E o técnico da equipe do Minas Tênis se rendeu às evidências, acompanhou as outras equipes das semifinais, escalou dois armadores de saída, chegou a utilizar um terceiro, e venceu o jogo. Enfrentando em sua casa a equipe de Brasília, que nitidamente subestimou o adversário, haja visto a facilidade como o derrotou na capital, avançou para o quarto jogo, ainda em sua casa, alentado pelo ótimo resultado, e com boas chances de levar a decisão para um quinto jogo em Brasília. Surpresa? Talvez para a equipe candanga, que nitidamente não esperava tão dramática modificação no modo de atuar da equipe mineira. Esta, com armadores tão bons quanto os de Brasília, equilibrou a disputa, e fez ver ao adversário que as chances podem ser iguais na busca de uma vaga na final. Foi uma grande mudança tática, e mais uma vez, como nas outras equipes, sem mexer uma vírgula sequer no sistema de jogo que sempre adotou. Como as demais semifinalistas, simplesmente agilizou e qualificou o modo de jogar através a utilização de jogadores mais hábeis nos fundamentos de ataque e defesa, seus armadores.
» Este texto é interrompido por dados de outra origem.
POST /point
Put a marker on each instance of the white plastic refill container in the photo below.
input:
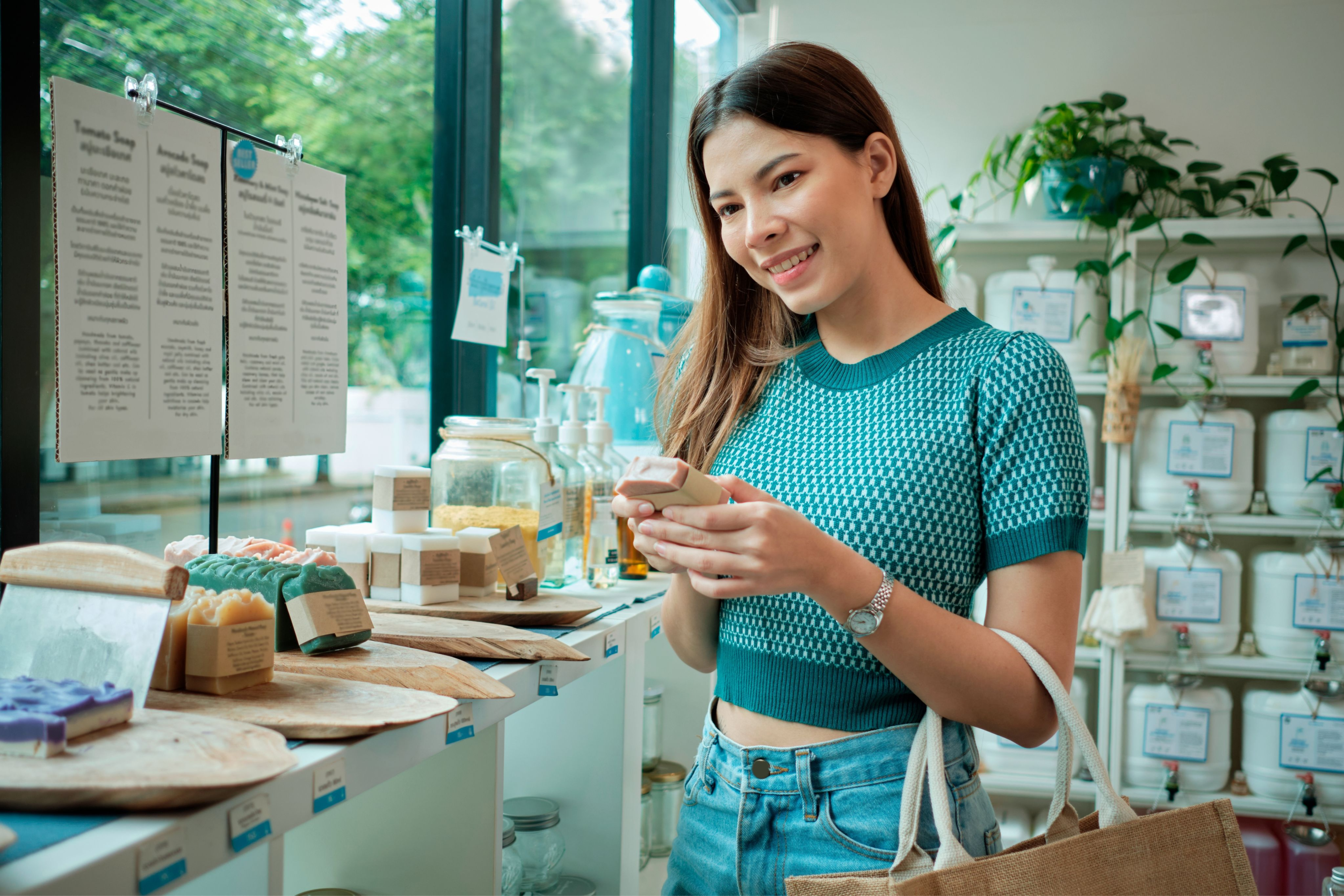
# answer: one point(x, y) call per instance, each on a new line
point(385, 566)
point(1050, 303)
point(1201, 589)
point(1189, 726)
point(1288, 732)
point(1297, 448)
point(431, 569)
point(1211, 307)
point(1209, 444)
point(1293, 597)
point(401, 499)
point(353, 555)
point(999, 754)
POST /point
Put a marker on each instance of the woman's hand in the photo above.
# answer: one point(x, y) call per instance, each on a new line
point(764, 546)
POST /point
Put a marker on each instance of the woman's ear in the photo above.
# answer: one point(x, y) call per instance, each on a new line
point(879, 155)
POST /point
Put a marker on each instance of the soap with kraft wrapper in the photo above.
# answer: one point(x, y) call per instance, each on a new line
point(667, 481)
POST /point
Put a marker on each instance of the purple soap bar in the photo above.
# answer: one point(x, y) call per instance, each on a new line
point(31, 734)
point(84, 708)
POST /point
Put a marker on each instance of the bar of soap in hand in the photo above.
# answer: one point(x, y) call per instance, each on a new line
point(230, 641)
point(670, 480)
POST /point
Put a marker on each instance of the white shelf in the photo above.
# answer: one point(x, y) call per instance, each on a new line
point(1269, 526)
point(1232, 665)
point(101, 862)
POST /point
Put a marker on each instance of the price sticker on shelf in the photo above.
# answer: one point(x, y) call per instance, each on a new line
point(1190, 595)
point(460, 723)
point(549, 680)
point(1315, 745)
point(160, 862)
point(328, 785)
point(249, 823)
point(1171, 732)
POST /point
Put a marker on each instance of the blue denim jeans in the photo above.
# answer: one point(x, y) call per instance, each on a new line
point(826, 808)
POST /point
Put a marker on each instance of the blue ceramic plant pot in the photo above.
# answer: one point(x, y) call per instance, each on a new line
point(1105, 177)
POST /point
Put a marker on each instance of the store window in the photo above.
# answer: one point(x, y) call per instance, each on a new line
point(706, 41)
point(355, 78)
point(565, 170)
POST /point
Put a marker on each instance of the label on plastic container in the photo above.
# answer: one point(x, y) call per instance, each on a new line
point(551, 516)
point(1315, 745)
point(1201, 450)
point(1046, 312)
point(1318, 602)
point(1172, 732)
point(1190, 595)
point(1324, 449)
point(1214, 314)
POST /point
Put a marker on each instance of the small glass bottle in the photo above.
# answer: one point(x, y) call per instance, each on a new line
point(538, 840)
point(565, 560)
point(511, 868)
point(667, 782)
point(604, 550)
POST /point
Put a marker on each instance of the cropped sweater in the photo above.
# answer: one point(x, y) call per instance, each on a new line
point(952, 454)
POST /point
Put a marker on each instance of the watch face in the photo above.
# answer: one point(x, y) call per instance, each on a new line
point(863, 622)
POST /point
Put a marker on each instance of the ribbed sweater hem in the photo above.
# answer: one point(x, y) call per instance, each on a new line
point(812, 694)
point(1035, 540)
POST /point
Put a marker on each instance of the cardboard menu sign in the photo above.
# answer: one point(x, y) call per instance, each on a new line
point(515, 563)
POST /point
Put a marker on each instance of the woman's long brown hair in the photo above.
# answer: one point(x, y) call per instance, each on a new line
point(741, 332)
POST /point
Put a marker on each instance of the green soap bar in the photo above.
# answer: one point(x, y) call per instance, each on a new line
point(220, 573)
point(314, 578)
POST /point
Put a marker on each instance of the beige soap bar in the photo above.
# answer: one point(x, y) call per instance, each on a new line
point(230, 641)
point(171, 665)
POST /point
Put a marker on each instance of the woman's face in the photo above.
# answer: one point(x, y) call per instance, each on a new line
point(797, 211)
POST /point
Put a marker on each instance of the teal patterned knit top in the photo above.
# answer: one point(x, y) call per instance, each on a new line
point(952, 454)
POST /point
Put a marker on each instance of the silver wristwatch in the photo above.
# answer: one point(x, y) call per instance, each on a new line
point(865, 621)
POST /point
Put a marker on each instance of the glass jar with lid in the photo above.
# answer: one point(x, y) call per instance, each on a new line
point(511, 867)
point(490, 473)
point(652, 751)
point(667, 784)
point(538, 840)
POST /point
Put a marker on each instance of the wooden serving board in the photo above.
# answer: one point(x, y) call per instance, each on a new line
point(398, 667)
point(311, 707)
point(541, 612)
point(463, 638)
point(156, 761)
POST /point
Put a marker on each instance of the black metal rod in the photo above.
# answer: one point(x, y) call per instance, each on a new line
point(206, 120)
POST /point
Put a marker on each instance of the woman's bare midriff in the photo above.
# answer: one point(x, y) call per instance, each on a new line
point(749, 728)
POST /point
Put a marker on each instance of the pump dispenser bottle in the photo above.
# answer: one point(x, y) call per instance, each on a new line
point(573, 443)
point(565, 559)
point(603, 548)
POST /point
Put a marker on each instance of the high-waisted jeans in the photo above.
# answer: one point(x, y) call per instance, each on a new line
point(824, 808)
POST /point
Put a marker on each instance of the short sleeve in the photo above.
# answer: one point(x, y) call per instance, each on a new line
point(1033, 457)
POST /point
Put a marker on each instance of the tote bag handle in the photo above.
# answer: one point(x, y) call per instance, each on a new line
point(1062, 821)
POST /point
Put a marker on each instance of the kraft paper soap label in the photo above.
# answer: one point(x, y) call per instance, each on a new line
point(401, 492)
point(230, 650)
point(320, 613)
point(432, 567)
point(385, 570)
point(1121, 567)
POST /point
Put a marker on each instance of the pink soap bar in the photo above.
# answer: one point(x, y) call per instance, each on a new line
point(654, 474)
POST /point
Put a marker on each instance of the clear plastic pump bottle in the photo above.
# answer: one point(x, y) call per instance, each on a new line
point(564, 566)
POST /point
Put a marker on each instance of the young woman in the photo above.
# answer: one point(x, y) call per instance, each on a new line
point(883, 454)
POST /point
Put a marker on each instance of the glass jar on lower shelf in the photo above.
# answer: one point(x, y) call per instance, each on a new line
point(539, 843)
point(667, 781)
point(511, 870)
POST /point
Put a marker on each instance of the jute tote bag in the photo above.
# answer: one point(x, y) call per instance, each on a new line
point(1113, 852)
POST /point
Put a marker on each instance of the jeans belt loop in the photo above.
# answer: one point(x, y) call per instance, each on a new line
point(803, 763)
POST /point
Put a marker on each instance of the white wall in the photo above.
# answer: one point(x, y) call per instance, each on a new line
point(1242, 78)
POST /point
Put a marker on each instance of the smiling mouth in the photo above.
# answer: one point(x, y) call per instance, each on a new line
point(795, 261)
Mas, eis que com essa atitude, o técnico mineiro tende a deflagrar um baita impasse dentro da comissão técnica da seleção brasileira, ainda mais quando de comum acordo com os demais integrantes da mesma convocou para o Pan somente dois armadores. Nos jogos classificatórios um outro integrante da comissão, dirigindo a equipe de Rio Claro, já havia ensaiado e utilizado essa composição de equipe com dois armadores, e se não foi bem sucedido, pelo menos demonstrou rebeldia ao sistema do qual é um dos desenvolvedores junto à seleção nacional. Como o técnico principal (mesmo que diga o contrario…) não dirige equipes de clubes, fica no ar a seguinte indagação: Que critérios técnico-táticos serão desenvolvidos e aplicados à nossa seleção, que declaradamente opta por um armador, tendo inclusive convocado somente dois, perante outras opções manifestas pelos demais integrantes “unidos e uníssonos” da comissão, quando os mesmos em seus clubes quebram tais critérios?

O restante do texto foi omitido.